Hanging Pillar of Lepakshi
Lepakshi is a small town in Anantapur district of Southern Andhra Pradesh, located 15km east of Hindpur and 120 km north of Bangalore.
It is a region of shrines dedicated to Shiva, Vishnu, and Veerbhadra. The Veerbhadra temple dates back to the medieval era.
It was constructed by two brothers, Virupanna and Veerana, allies of the Vijaynagar Empire in 1583.
There are 70 pillars in this Hanging Pillar Lepakshi Temple in the Vijaynagar style. It is a very mysterious place.
One of the most interesting features of this temple is the hanging pillar in Tamilnadu.
Lepakshi Temple Hanging Pillar Hampi
The Hanging Pillar at Lepakshi Andhra Pradesh is attached to the ceiling but not the floor.
You can put a piece of cloth underneath and slide it to another side without any Obstruction, proving that the Lepakshi Floating Pillar is disconnected from the floor. It is famous as Akaasa Sthamba (floating pillar).
The 70 ft. pillar allegedly has been dislodged by a British engineer in the pre-independence era who unsuccessfully tried to remove it to open the secret of its support.
Lepakshi Temple secrets include its historical significance, its artistic sculptures, and its mysterious floating pillar in lepakshi that defies gravity.
It is an ancient pillar that defies gravity and is hanging in mid-air.
There is a different version of this theory, as well; the British government decided to do some renovations and endeavored to get rid of the pillars.
However, they couldn’t do it since it was set so correctly. They couldn’t remove the pillar, so they left it in an odd position.
According to historians, the history of the Lepakshi Temple Pillar dates back to Ramayana.
It was the site where Lord Ram’s follower Jatayu fell after being injured by Ravana while taking away Mata Sita. In comparison, Puranic lore has Agastya building the Veerbhadra temple.
Hanging Pillar of Lepakshi T
Besides the Flying Pillar Temple, there are other attractions as well. Veerbhadra temple is famous for its sculptures.

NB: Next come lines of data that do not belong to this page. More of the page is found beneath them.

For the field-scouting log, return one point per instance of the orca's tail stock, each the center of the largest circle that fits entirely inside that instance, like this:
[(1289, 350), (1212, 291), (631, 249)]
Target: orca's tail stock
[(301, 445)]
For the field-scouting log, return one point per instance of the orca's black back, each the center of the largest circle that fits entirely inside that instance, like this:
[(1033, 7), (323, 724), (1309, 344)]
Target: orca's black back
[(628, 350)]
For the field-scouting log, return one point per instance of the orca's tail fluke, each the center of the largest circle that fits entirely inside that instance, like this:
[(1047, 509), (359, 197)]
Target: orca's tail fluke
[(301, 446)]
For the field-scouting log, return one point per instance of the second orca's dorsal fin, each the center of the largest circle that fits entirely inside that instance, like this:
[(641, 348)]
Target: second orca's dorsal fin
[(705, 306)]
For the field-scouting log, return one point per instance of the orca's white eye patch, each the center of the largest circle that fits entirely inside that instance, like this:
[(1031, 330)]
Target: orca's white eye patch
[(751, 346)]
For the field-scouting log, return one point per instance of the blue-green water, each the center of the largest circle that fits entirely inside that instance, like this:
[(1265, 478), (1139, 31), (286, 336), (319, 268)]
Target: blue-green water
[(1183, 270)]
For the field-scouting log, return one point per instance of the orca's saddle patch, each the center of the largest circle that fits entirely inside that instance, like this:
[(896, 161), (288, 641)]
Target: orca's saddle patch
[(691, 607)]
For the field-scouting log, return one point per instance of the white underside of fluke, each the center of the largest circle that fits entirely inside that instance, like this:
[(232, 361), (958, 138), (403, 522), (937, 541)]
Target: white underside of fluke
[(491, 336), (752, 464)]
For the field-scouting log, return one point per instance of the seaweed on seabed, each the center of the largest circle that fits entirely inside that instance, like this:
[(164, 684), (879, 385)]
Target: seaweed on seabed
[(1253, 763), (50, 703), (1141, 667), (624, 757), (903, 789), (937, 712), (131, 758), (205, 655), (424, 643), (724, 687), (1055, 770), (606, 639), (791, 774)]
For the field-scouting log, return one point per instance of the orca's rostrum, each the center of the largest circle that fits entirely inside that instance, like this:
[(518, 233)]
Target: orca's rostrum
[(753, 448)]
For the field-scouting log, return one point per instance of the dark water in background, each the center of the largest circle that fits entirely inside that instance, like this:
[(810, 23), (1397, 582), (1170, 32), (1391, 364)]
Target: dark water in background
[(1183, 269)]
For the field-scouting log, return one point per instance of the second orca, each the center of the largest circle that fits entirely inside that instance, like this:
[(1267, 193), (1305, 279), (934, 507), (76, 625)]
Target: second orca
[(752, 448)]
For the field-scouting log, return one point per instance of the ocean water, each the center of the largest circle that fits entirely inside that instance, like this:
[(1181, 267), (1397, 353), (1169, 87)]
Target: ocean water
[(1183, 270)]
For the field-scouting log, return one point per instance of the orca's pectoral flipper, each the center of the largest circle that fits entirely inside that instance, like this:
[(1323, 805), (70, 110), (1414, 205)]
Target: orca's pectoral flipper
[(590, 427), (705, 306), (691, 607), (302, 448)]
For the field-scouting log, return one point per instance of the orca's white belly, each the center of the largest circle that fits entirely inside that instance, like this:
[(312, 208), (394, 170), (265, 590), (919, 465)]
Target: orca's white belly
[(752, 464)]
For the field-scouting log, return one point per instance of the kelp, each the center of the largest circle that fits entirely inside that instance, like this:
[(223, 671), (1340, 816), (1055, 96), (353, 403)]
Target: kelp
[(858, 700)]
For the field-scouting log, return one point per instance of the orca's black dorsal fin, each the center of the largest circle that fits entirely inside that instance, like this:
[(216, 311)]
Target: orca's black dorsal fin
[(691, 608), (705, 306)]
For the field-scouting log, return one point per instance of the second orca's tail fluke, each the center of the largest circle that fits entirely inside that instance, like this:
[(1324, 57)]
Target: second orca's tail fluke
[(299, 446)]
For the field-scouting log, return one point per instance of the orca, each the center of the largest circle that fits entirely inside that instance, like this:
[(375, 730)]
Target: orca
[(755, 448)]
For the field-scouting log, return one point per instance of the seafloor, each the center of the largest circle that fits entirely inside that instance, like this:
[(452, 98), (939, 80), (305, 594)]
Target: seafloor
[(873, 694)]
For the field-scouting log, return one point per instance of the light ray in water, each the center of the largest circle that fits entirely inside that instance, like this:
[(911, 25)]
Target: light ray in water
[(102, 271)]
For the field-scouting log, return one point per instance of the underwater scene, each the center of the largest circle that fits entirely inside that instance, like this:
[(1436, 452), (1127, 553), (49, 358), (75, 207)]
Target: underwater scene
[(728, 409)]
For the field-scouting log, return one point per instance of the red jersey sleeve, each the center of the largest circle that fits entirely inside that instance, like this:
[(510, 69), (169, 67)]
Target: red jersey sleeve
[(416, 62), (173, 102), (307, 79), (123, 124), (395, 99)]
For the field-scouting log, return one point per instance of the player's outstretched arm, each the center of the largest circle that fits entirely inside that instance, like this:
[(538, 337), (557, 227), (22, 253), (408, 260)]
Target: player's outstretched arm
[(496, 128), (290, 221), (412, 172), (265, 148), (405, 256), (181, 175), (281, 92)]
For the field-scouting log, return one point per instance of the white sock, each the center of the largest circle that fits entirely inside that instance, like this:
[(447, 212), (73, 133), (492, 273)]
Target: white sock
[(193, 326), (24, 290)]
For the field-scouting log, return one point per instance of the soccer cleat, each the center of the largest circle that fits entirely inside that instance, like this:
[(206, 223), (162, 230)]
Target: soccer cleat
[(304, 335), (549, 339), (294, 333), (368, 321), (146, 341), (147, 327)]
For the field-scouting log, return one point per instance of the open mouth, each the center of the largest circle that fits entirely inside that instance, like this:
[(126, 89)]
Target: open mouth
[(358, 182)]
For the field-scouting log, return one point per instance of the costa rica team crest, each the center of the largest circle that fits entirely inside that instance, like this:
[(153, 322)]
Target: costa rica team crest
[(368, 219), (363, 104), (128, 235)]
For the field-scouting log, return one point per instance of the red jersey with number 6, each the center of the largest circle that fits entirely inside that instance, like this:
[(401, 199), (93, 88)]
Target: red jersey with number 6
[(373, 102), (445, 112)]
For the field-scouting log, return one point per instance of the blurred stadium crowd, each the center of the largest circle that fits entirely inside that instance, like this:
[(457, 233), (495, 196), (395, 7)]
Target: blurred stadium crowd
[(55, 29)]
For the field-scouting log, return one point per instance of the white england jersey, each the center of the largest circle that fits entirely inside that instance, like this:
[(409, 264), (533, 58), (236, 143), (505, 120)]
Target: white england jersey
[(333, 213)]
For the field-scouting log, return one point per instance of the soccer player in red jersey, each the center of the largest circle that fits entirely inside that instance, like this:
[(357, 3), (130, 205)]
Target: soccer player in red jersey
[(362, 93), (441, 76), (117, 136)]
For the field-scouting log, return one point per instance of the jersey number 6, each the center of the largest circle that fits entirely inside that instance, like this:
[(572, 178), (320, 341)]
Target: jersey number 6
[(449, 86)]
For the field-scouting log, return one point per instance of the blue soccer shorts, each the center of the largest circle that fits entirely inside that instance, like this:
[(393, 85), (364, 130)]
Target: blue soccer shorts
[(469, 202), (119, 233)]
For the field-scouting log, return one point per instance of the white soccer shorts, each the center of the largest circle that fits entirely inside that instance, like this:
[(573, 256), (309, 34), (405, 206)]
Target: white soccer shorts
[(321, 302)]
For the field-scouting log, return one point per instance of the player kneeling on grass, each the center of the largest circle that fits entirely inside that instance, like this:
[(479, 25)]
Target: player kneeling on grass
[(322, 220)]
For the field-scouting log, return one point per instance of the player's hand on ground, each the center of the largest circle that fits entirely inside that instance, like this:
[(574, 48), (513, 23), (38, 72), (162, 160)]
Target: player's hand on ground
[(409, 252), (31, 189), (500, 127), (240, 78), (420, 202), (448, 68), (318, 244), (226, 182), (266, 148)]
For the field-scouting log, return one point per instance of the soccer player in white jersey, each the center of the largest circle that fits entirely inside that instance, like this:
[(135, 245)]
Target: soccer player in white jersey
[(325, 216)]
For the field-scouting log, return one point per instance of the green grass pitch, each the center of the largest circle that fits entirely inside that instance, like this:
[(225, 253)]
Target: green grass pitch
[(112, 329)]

It is popular for the collection of mural paintings from the Vijaynagar period. These depict various stories, like the marriage of Lord Shiva.
There are several forms of Shiva inside the hanging pillar of Lepakshi. There is a shrine of goddess Bhadrakali wearing serene expressions.
Many old Kannada inscriptions are carved on walls. The interior of the temple is cut out of granite.
There are other brilliant carvings, like a cow showing multiple postures in the same sculpture. A massive block of granite, 20ft tall, has cravings.
Another attraction of the Veerbhadra temple is the Nandi Bull, made of single granite stone, India’s biggest monolithic Nandi.
The Hanging Pillar and Other W
onders of Lepakshi
Besides the Pillar in Air Temple of Lepakshi, the magnificent Nandi is situated approximately a mile before the temple.
This would be the first pillar you would see when you’d enter the temple premise.
It is a massive structure, allegedly India’s biggest colossal Nandi. This enormous structure is 27ft long and 15 ft. high.
This grandeur is a perfectly proportioned body with finely carved ornaments.
It faces Shiva linga shielded by a huge serpent. Aside from its record size, the perfectly balanced body, smooth outlines, and finely-carved adornment add to its magnificence.
Once you reach the Lepakshi Pillar temple’s outer compound, you’ll see an enormous Ganesha- sculpted in stone and inclined against a rock.
Within the framework of the “lepakshi temple hanging pillar reason,” the Hanging Temple in India is thought to be a puzzle of inventive design and skillful construction.
It creates a sheltering roof over a black granite Shiva lingam. It is known as the biggest Nagalinga in India.